Sioux City JROTC program continues to pave the way for student success

SC Journal JROTC
Sioux City Air Force Junior Reserve Officer Training Corps IA-20151 Misty Cadets instructor Lt. Col. Larry Brockshus leads cadets through an academic bowl study session Nov. 3, 2021, at their classrooms in the Sioux City Community School District's Career Academy. Photo courtesy of the Sioux City Journal/Tim Hynds

For more than half a decade, Lt. Col. Larry Brockshus and Chief Master Sgt. Kathy Roby have been tasked with helping to make high school kids around Siouxland into better students, better citizens and better leaders.

Brockshus and Roby, who previously worked together as instructors in Minnesota, oversee the Sioux City Air Force Junior Reserve Officer Training Corps IA-20151 Misty Cadets.

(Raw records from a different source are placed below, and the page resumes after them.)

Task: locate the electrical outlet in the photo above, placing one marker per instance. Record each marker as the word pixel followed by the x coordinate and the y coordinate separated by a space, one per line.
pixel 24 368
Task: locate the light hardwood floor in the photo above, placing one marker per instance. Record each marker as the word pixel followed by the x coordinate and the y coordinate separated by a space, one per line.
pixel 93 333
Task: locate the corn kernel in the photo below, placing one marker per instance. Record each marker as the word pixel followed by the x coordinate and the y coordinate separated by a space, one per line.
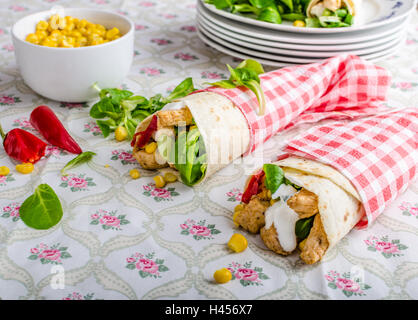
pixel 4 171
pixel 25 168
pixel 222 275
pixel 159 182
pixel 134 173
pixel 121 133
pixel 110 34
pixel 237 243
pixel 32 38
pixel 302 244
pixel 170 177
pixel 151 147
pixel 299 23
pixel 42 34
pixel 42 25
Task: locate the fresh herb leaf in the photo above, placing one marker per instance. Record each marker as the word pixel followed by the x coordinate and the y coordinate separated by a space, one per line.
pixel 303 227
pixel 118 107
pixel 274 176
pixel 42 210
pixel 246 75
pixel 80 159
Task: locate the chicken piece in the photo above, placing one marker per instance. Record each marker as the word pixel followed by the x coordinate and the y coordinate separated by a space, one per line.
pixel 305 203
pixel 332 4
pixel 148 160
pixel 271 240
pixel 168 118
pixel 251 218
pixel 316 244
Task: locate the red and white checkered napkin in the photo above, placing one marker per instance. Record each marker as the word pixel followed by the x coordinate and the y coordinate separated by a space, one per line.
pixel 342 86
pixel 378 154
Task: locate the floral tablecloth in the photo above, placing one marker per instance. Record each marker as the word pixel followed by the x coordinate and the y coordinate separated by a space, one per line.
pixel 124 239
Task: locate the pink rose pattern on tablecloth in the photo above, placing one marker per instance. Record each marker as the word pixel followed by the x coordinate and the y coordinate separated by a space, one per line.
pixel 409 209
pixel 151 72
pixel 199 230
pixel 234 194
pixel 185 56
pixel 9 100
pixel 246 274
pixel 5 179
pixel 212 75
pixel 92 128
pixel 349 286
pixel 11 211
pixel 69 105
pixel 109 220
pixel 46 254
pixel 79 296
pixel 147 265
pixel 387 248
pixel 159 194
pixel 77 182
pixel 125 157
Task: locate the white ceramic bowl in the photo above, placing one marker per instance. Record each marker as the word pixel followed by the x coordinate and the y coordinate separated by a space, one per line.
pixel 67 74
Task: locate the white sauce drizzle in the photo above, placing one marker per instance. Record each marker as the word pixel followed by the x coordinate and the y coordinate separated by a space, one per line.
pixel 284 219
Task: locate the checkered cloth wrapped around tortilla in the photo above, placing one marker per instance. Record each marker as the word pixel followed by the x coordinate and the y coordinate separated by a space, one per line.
pixel 342 86
pixel 378 154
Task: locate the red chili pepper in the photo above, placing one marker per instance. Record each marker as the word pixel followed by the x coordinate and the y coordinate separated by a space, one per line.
pixel 145 135
pixel 51 128
pixel 22 145
pixel 252 187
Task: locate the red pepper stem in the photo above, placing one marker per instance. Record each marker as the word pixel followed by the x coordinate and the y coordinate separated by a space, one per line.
pixel 3 135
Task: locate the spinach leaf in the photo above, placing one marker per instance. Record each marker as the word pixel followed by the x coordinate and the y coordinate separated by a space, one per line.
pixel 303 227
pixel 42 210
pixel 118 107
pixel 246 75
pixel 80 159
pixel 274 176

The cadets operate within the district’s Career Academy. While there is a focus on the military (the students wear uniforms and do drill practices for competitions), Roby and Brockshus also teach courses on subjects such as: finance, résumé writing and even astronomy.

“I pondered what career I might want to pursue after the Air Force and teaching was always something I was looking at,” Brockshus said.

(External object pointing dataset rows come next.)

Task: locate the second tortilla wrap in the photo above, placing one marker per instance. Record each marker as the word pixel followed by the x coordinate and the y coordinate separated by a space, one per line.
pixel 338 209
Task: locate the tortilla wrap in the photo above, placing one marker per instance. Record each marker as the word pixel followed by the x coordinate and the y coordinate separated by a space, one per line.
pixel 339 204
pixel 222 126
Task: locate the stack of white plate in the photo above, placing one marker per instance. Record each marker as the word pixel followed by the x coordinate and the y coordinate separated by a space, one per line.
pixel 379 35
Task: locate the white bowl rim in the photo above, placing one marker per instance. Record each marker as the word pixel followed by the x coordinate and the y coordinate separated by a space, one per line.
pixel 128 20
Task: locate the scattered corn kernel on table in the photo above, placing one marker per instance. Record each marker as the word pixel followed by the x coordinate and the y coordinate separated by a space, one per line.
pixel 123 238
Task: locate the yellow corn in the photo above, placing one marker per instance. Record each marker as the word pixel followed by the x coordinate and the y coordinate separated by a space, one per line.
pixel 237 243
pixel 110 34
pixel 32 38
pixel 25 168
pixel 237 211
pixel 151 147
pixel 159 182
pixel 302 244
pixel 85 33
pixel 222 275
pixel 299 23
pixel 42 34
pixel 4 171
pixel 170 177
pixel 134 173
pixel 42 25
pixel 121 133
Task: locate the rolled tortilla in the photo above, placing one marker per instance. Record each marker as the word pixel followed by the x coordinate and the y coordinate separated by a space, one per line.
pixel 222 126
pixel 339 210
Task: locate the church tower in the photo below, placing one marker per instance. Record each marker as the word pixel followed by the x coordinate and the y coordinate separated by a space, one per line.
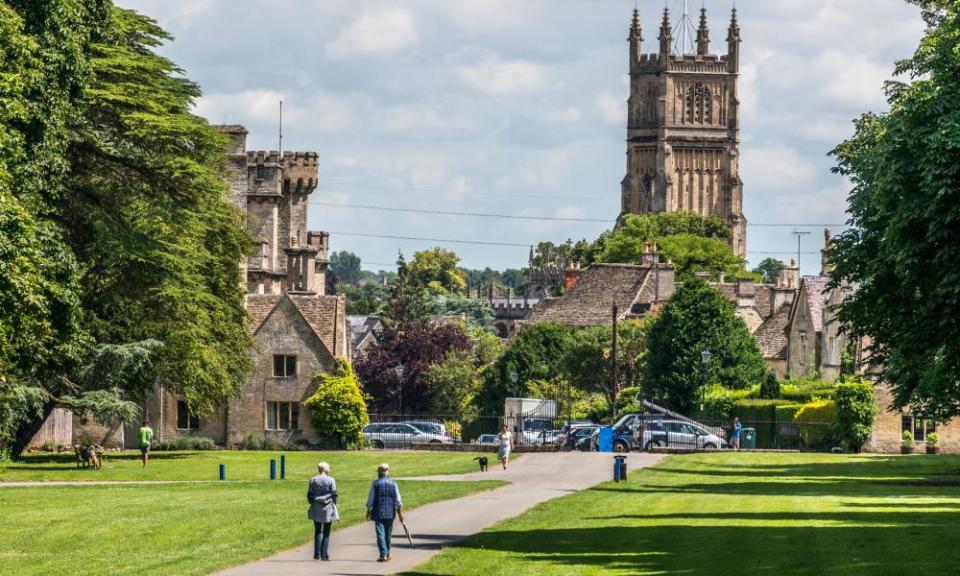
pixel 683 126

According to Roby, she and Brockshus keep a similar schedule to teachers but tend to start back a bit earlier. On top of the teaching and the overseeing practices and going to competitions, Brockshus said they do outreach to the area middle schools and high schools that includes meeting with counselors.

“We do pretty good for recruitment out of the middle schools. We’re usually looking at between 60 and 70 in the middle school,” Roby said. For viability, the program needs to have about 100 recruits. At present, Roby said they’re around 85.

As to who can join, they both said that the requirements aren’t overly strict and demanding: students have to be in high school, they have to wear their uniforms and they have to be within grooming standards.

There aren’t any physical requirement, mental aptitude requirements or stipulations about which schools kids have to be from. Brockshus said that most of the cadets are from the Sioux City Community School District high schools but some hail from Siouxland Christian, Bishop Heelan and Dakota Valley.

Into their 12th year of teaching together, Brockshus and Roby continue to stress the importance of leadership and of preparing for the future.

“I just got an email from a cadet yesterday who said: Since I enrolled in this program, I’ve learned to be a leader,” Roby said. “You have 14 year olds running programs and you just don’t see that in any other place. It’s like a big huge leadership lab.”

Brockshus then said that, despite his and Roby’s decades in the armed forces, they’re happy with any number of things that their students go on to do.

“We’re just trying to help build the skills they need to be successful as adults.”

So every night, Brockshus and Roby are there at 627 Fourth St. in downtown Sioux City working with the kids. Some days the focus is on academic team, some days everyone is planning for Veterans Day ceremonies. Whatever path their kids take, they’re trying to pave the way for success.